Makery

Rob Hopkins: «On n’a pas demandé la permission pour agir» sur le climat

Rob Hopkins (à gauche) et le maire d'Ungersheim, un village alsacien en transition. © Nicolas Barrial

Le Britannique Rob Hopkins est le père des villes en transition, ce réseau d’initiatives locales créé pour sortir des énergies fossiles. Interview du prof de permaculture, à Paris en cette période de COP21 pour parler du livre «21 histoires de transition». 

Ce samedi 29 novembre, 150 personnes s’étaient réunies à La Générale, une ancienne usine à chaussures construite dans l’entre-deux-guerres et occupée depuis par une coopérative artistique, politique et sociale dans le 11ème à Paris, pour échanger sur la « transition écologique » à l’échelle locale, en présence de Rob Hopkins, universitaire spécialiste de soutenabilité et de permaculture, 47 ans, initiateur du mouvement de « descente énergétique » pour la ville.

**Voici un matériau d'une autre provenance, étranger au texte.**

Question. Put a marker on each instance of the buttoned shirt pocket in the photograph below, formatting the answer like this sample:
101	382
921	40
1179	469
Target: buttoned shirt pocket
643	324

Rob Hopkins à la Générale le 29 novembre est venu parler soutenabilité écologique. © Nicolas Barrial

En 2003, face au « pic pétrolier », Rob Hopkins a théorisé et mis en œuvre la transition, un plan pour mettre la ville à l’heure des énergies renouvelables et de la « souveraineté alimentaire », en commençant par Kinsale, ville irlandaise où il enseignait. En 2006, c’est Totness, en Angleterre, 7 700 habitants, qui devient pilote du projet. Depuis, sont venues se joindre au mouvement une foule d’initiatives mondiales, dont certains acteurs étaient à la Générale. 

Jean-Claude Mensch, maire du village alsacien d’Ungersheim, est ainsi intervenu sur la transition qui touche tous les secteurs de sa commune de 2 000 habitants, à commencer par la piscine chauffée au solaire, suivie des habitations individuelles, des potagers excédentaires qui fournissent les marchés et même la construction de la plus grande centrale photovoltaïque d’Alsace. Le tout alimenté par une monnaie locale, le Radis ou Radig en alsacien. On n’a d’ailleurs pas échappé à la blague du maire : « T’as pas un radis ? »

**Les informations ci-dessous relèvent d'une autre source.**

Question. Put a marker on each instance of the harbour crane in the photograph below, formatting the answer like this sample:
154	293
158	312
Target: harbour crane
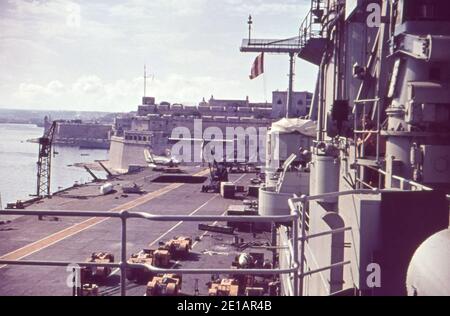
44	163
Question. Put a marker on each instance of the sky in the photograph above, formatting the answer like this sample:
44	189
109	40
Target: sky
89	55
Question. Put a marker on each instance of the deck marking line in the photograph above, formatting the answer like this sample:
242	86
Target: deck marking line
91	222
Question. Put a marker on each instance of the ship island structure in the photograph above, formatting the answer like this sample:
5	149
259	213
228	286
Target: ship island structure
352	198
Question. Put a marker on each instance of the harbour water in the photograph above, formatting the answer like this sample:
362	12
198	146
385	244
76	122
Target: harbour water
18	163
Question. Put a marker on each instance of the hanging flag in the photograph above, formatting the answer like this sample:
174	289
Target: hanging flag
258	67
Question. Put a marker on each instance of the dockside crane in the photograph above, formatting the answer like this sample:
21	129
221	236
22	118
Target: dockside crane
44	164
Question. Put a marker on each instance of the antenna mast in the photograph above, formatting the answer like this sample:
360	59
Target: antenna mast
145	81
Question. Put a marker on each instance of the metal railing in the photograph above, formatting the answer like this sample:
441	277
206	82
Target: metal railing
123	265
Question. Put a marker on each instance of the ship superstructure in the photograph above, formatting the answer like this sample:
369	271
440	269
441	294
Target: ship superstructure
353	198
380	164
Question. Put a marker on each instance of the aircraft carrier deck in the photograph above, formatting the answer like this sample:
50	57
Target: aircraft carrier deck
75	238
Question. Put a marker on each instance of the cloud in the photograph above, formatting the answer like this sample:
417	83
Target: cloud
93	93
144	9
30	90
267	7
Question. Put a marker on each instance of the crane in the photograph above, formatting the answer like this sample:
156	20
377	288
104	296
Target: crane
44	163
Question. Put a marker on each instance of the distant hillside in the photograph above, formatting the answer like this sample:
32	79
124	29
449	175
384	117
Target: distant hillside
37	117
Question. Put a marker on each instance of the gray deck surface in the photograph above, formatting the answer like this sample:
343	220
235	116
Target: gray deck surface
213	250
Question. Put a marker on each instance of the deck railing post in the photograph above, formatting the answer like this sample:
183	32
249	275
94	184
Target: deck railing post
123	262
302	245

Les participants sont invités à définir les points communs des initiatives de transition. © Nicolas Barrial

Alors que débute la COP21, le rendez-vous du climat des grands de ce monde, Hopkins fait témoigner d’initiatives à taille modeste, tel ce couple qui a proposé à la ville de Bruxelles d’installer des potagers dans son quartier pour limiter l’infernal trafic automobile dû à la prostitution de rue. Ou ce repair café américain proche de la NASA qui voit des quidams se faire réparer leurs smartphones par des ingénieurs en aérospatiale venus en voisins.

Comme l’a dit Rob Hopkins en introduction, « nous n’avons pas demandé l’autorisation des grands de ce monde pour agir ». Interview.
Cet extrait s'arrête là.